By January 25, 2018March 26th, 2019Blog, General Economic Development News, Featured

Brian Tinsman
Digital Properties Manager


Updated 3/26/19: Ground has been broken on the new Loudoun United FC Stadium and DC United training complex:

Developing and diversifying Loudoun County’s rapid-growth economy has produced some pretty impressive numbers.

There is the record $10-plus billion in new commercial investment since July 1, 2014. There is the list of accolades where Loudoun County ranks No. 1, including the top U.S. median income for the last 10 years.

But not every important economic development deal comes with gaudy numbers. Sometimes community benefit can’t be boiled down to dollars and metrics.

On January 18, the Loudoun County Board of Supervisors approved a Memorandum of Understanding on a deal with Major League Soccer team D.C. United to move its corporate headquarters to Loudoun County.

D.C. United joins the Washington Redskins, another major professional sports team already enjoying the benefits of doing business in Loudoun County.

The deal calls for construction of 40,000 square feet of office space, four full-sized soccer fields, a 5,000-seat stadium that will be owned by the county, and the creation of 50 new jobs.

As part of the deal, Loudoun will lease county-owned land at Philip A. Bolen Park in Leesburg, and debt finance $15 million to construct the stadium. D.C. United will pay rent that covers the financing and interest, with a lease for 40 years and an option for extensions.

“We would absolutely be able to recoup the cost, and I feel this is one of the better deals that we’ve done,” Loudoun Economic Development Executive Director Buddy Rizer told the Board of Supervisors.

D.C. United’s second-tier United Soccer League team will call the stadium home for 15 home games each season, starting in March 2019. That’s 15 times each year that fans, officials and opposing teams will utilize Loudoun’s hotels, restaurants and retail.

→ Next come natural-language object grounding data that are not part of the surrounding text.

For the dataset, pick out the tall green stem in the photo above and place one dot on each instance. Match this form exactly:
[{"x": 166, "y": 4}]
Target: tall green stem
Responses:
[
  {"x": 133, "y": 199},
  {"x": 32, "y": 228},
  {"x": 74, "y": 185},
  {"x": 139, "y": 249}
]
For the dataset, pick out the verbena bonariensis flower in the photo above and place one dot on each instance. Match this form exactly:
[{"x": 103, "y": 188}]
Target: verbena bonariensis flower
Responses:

The USL is a pro league on the rise, with average attendance nearly doubling between 2011 and 2017 (2,300 to 4,300). The 5,000-seat capacity for Loudoun’s future stadium puts it in line with much of the rest of the USL, while D.C. United’s facility will be one of the largest in MLS.

Those figures are all easy to quantify. Loudoun Supervisors stressed that increasing the quality of life for residents and tourism opportunities were key to approving the deal.

The addition of the USL team gives Loudoun residents another option for family-friendly entertainment. This improves the quality of life for residents and gives business prospects another reason to move employees and families to the county.

“With Loudoun County, we have been talking for quite some time. We’ve had good dialogue with the board, but with folks that work on a daily basis for the county,” D.C. United’s General Manager Dave Kasper told SB Nation in early January. “We’ve put together a very good plan.

“We think this is a great county—a county that will support a USL team.”

The county will retain a suite at the stadium that can be used for business attraction and retention efforts. The county has successfully leveraged a similar partnership with the Redskins in recent years.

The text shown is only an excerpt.